February 21, 2008 |
|Federal Reserve shows concern about impact of higher inflation and slower growth on economy; bonds are mixed on Fed meeting minutes.|
Treasury prices were mixed Wednesday after minutes from the Federal Reserve's January meeting showed that officials are worried about weak economic growth.
Separately, the central bank dropped its 2008 growth forecast to a range of 1.3% to 2% from a range of 1.8% to 2.5%. The minutes from the Federal Open Market Committee's Jan. 29 to 30 meeting show that Fed governors are worried about how the economy will hold up this year amid higher inflation and slower growth.

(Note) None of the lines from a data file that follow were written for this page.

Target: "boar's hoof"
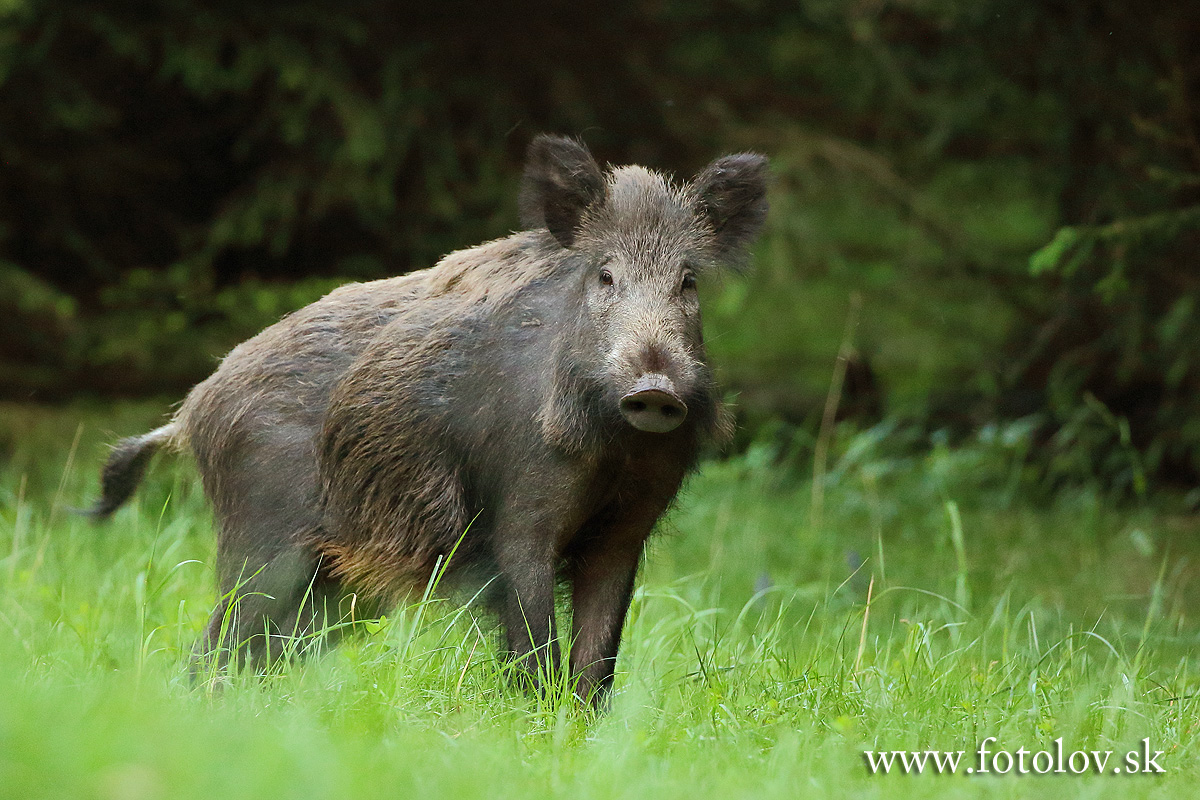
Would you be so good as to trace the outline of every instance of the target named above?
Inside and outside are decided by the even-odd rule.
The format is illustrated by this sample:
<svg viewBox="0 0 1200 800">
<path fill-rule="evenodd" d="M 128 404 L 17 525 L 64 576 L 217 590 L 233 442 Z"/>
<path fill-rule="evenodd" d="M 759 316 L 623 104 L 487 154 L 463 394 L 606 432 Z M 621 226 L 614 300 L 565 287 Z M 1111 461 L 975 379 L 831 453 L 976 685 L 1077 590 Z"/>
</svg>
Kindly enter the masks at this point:
<svg viewBox="0 0 1200 800">
<path fill-rule="evenodd" d="M 620 398 L 620 414 L 638 431 L 667 433 L 688 416 L 688 405 L 674 392 L 666 375 L 642 375 L 634 391 Z"/>
</svg>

But the most interesting aspect of the minutes, according to Action Economics, was that they revealed a previously undisclosed meeting on Jan. 9 at which committee members said there was potential for substantial rate cuts. In addition, the minutes show that some members believe recent rate cuts will need to be reversed once the economy rebounds.
The release of the minutes had only muted impact on a market that early in the session had sold off on news that consumer prices accelerated at a worrisome clip last month.
The benchmark 10-year Treasury note fell 2/32 to 96 24/32 with a yield of 3.90%, matching its late Tuesday level, according to BGCantor Market Data. Prices and yields move in opposite directions.
The 30-year long bond gained 6/32 to 95 23/32 with a yield of 4.64%, down from 4.67% late Tuesday.
The 2-year note dropped 2/32 to 100 2/32 with a yield of 2.09%, up from 2.08%.
Consumer prices rose by a seasonally adjusted 0.4% from December levels, according to the Labor Department. The core increase, which strips out volatile food and commodities prices, was 0.3%. Headline consumer prices were expected to rise 0.3% and core prices 0.2%, according to Thomson/IFR median estimates.
The rise in the core rate was the steepest since June, 2006 and exacerbated investor fears that a robust commodities rally has sent inflation spiraling throughout the economy. On Tuesday, crude oil futures had their first close above $100 a barrel.
The government bond market is highly sensitive to price trends because inflation dents the value of fixed income. So the consumer price report contributed to a sense of unease in the bond market that the Federal Reserve, in its efforts to stimulate battered capital markets and the housing sector, has grown lax about fighting inflation.
In theory, the news of rising consumer inflation could cause the Fed to rethink its current course of rate cuts, but analysts were skeptical this will happen. The central bank has lowered the overnight fed funds rate by 1.25 percentage points since the start of the year and signaled its willingness to make further reductions.
"The Federal Reserve seems incredulous to recent developments, continuously remarking that inflation expectations remain well anchored," said Tony Crescenzi, fixed income analyst at Miller Tabak.
"This does not fit with reality in light of the surge in commodity prices, surging import prices, the weakening of the U.S. dollar, rising consumer inflation-expectations, and recent consumer price data," he said.
Another data report showed that the housing market remains soft. The Commerce Department said that in January, housing starts rose by 0.8%, but only after plunging by a downwardly revised 14.8% in December. Building permits, a more forward-looking indicator, fell by 3%.